Interrogating Ethnography: Why Evidence Matters
- Author: Steven Lubet
- Language: English
- Published: 2017
- Publisher: Oxford University Press
- ISBN: 978-0-19-065567-9 (Hardcover)

= Interrogating Ethnography =

Book on Discipline of Ethnography

Interrogating Ethnography: Why Evidence Matters is a 2017 book by Steven Lubet of Northwestern University Law School, critiquing methods used in the discipline of ethnography. Writing in Contexts, Syid Ali of Long Island University called it "an essential critique of the most public-facing product sociology has to offer."
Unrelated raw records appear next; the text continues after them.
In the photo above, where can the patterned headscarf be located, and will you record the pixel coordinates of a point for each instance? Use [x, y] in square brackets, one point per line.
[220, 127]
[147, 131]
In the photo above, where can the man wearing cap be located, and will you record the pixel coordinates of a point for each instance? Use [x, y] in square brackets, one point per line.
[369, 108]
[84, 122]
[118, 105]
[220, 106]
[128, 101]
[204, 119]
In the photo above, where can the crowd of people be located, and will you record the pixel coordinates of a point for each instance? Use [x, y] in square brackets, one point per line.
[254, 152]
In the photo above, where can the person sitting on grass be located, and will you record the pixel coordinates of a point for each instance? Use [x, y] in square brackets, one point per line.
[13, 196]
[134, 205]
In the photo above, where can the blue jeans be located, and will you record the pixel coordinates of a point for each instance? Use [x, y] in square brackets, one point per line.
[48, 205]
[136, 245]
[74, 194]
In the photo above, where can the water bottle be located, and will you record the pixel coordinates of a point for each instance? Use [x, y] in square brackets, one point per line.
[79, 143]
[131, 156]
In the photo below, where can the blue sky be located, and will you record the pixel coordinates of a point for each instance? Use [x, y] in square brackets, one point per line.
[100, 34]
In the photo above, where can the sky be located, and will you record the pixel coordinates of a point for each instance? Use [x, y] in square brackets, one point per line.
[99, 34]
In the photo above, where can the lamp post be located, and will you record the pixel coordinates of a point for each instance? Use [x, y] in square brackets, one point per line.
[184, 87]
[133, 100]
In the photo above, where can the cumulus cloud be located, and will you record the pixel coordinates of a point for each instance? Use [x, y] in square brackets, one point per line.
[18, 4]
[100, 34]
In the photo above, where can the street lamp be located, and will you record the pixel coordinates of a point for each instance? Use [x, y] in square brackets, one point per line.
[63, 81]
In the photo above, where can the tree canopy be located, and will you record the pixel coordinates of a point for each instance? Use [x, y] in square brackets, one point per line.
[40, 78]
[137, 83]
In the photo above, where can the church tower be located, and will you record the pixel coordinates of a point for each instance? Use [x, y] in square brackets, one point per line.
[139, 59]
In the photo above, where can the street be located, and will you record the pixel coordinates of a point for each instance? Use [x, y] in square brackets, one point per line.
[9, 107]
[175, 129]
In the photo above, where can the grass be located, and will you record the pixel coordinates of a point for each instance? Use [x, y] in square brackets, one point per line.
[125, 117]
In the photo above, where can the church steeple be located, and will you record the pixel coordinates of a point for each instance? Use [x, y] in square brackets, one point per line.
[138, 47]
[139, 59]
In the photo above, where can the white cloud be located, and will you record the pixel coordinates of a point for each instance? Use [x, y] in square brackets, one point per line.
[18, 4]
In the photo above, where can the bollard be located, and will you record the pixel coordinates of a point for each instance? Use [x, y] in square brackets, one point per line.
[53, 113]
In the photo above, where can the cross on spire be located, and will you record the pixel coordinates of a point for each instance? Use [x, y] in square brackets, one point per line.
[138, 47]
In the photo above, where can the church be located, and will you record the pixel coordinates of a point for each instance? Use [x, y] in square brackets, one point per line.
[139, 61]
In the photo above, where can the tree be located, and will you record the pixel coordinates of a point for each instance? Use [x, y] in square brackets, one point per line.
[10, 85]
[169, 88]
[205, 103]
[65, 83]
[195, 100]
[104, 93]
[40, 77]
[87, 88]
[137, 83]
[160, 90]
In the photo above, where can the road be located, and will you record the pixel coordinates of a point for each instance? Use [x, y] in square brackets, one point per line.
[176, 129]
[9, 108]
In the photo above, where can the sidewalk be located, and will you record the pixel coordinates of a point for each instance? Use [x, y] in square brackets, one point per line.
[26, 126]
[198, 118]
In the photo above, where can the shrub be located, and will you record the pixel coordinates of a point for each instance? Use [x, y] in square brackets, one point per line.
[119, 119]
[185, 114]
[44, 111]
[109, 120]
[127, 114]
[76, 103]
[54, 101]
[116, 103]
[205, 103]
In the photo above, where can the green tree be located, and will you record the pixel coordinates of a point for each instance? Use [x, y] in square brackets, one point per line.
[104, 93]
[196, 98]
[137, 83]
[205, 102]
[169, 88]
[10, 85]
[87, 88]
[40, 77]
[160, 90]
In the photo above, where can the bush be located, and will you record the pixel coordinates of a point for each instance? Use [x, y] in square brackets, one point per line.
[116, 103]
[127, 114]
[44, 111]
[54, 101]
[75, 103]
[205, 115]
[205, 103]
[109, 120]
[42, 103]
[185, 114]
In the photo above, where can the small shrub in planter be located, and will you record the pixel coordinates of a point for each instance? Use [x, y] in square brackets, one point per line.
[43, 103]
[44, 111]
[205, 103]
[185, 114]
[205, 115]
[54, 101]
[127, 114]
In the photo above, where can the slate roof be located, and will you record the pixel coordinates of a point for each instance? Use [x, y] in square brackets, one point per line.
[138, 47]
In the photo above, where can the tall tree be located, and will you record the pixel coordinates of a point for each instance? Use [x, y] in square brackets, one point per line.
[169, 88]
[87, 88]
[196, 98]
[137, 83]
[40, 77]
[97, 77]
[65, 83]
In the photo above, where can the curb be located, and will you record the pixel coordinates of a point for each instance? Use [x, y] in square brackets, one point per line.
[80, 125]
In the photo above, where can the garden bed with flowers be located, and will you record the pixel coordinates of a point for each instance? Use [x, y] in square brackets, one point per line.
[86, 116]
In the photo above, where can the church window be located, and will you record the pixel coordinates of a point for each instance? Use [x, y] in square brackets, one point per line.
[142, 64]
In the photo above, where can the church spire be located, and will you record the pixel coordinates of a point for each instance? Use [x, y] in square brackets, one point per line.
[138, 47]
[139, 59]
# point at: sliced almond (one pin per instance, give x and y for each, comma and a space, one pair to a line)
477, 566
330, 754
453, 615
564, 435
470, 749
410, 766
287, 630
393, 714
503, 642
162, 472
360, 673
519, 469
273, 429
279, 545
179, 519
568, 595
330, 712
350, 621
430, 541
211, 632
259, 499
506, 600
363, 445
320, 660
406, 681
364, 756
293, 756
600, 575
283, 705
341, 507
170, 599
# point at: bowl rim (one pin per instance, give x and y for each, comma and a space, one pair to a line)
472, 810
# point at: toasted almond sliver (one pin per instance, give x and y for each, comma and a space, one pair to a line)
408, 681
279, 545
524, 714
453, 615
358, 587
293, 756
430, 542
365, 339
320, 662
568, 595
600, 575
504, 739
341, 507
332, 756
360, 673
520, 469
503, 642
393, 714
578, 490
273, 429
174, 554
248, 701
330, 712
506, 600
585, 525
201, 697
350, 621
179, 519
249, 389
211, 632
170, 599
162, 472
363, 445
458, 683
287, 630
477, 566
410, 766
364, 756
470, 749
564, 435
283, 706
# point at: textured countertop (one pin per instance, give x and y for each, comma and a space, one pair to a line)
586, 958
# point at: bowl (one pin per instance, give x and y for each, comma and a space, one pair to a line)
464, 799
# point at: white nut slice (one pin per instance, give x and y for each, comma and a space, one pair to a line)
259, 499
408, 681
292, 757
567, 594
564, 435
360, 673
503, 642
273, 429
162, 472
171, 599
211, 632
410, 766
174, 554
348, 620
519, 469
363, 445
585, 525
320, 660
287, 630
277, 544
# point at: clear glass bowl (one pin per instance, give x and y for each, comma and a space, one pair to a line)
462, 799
Interrogating Ethnography, which criticizes ethnographers for the practice of changing the name of the area they study, is part of the Replication crisis. But it is largely a critique of ethnography methodology when it relies on the narratives of interviewees with no attempt to verify assertions of fact.

Lubet began the project of writing this book after reading and publishing a notable critique of the use of evidence Alice Goffman's controversial 2014 book On the Run: Fugitive Life in an American City, That critique led him to read and attempt to verify "more than 50 ethnographic monographs and an equivalent number of articles. Focusing on sociologists’ studies of American cities... (and checking) facts that could be documented — or not... by consulting experts and pulling public records."

According to the Chronicle of Higher Education, the book "has touched off a debate about what ethnographers might learn from legal scholars, and vice versa.

The book's reception by ethnographers has been mixed.